My Dear Bessie (38 page)

Read My Dear Bessie Online

Authors: Chris Barker

BOOK: My Dear Bessie
6.3Mb size Format: txt, pdf, ePub

'
Tis Christmas Eve 1945

My Darling, Wonderful One,

You may be interested and amused to know that the yellow mepacrine tablets we take as anti-malarial precaution are
considered to render a man sterile. Reason: about twenty married men of 30 Wing came from the February leave, and none had any children as a result. This time (mepacrines not having been taken) three are ‘certs' (they say – blowed if I know how they can tell) and two are (as it is put) ‘sweating'. It is actually three, but of course I have said nothing.

Yes, I should get out as regularly as you can, for fresh air and exercise. A walk for twenty minutes daily is all that you need in poor weather. Try and keep indoors when it is rainy or very windy.

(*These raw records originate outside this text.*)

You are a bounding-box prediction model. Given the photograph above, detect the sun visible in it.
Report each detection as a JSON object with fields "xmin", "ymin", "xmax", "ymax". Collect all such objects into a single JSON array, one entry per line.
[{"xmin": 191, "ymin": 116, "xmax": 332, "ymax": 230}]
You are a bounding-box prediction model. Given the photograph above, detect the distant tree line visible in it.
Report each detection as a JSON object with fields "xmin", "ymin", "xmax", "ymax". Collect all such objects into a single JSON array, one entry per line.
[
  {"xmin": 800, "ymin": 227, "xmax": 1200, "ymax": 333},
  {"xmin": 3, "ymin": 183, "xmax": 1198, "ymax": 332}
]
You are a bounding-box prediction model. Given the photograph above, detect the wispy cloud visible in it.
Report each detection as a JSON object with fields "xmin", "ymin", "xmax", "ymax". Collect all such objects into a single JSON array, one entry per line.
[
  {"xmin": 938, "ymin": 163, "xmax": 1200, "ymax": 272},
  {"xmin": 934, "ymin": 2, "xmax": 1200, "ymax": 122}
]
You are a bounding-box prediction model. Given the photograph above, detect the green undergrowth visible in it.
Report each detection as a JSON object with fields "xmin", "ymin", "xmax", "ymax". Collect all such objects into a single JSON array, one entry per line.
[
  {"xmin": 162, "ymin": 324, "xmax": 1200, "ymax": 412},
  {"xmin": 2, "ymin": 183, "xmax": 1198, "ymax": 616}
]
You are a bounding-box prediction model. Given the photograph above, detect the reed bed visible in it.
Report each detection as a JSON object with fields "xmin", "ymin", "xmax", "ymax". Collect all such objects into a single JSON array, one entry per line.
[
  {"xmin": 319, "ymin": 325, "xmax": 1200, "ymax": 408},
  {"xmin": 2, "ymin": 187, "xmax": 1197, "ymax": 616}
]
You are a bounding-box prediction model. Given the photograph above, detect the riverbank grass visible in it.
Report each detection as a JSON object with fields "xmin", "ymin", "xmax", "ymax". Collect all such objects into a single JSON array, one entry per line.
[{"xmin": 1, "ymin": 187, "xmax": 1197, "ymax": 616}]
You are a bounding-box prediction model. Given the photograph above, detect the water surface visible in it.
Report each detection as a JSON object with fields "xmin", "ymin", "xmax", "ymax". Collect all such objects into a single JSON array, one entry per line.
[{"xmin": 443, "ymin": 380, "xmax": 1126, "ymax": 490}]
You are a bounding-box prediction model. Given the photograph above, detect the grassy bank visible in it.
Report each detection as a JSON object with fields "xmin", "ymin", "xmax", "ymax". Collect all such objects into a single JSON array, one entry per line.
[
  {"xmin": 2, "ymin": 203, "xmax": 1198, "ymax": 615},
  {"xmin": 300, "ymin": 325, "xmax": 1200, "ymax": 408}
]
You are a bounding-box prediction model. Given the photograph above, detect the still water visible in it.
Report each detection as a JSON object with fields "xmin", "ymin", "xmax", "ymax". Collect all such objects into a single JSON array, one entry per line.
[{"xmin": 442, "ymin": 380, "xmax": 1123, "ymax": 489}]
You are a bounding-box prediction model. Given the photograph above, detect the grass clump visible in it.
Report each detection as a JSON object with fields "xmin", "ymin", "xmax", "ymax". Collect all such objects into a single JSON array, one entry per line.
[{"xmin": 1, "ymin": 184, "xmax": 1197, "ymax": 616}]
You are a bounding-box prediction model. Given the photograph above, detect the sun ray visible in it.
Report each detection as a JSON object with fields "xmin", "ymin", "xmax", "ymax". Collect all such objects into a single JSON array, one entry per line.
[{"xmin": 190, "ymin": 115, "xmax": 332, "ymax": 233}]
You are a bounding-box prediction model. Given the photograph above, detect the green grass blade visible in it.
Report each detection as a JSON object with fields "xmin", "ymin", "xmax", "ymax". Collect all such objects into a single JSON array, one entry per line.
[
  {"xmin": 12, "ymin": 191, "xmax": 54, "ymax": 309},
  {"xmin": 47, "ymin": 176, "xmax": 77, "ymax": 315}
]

You seem to have made some reduction in your cigarettes. I hope you keep it up, but I shouldn't distress yourself.

While not opposed to four children, I suggest you see how No. 1 treats you, before we adopt it as a policy! It is a great test of endurance for you when the time comes. I shall have no ‘say' in this. It is up to you and it would be unfair for me to suggest we have anything contrary to your wishes.

Please don't ‘flop' if it isn't, my darling. We have tons of time ahead, and you must usefully occupy yourself in some way else.

Which pullover did you wash, the khaki, or the smashing light brown from Meakers?

I would like to consume one of your ‘meat puddings by guesswork'. I could perhaps send you a good spaghetti recipe, but that's about all.

I love you.

Chris

Christmas Day 1945

My Wonderful Wife,

I will continue replying to your letters.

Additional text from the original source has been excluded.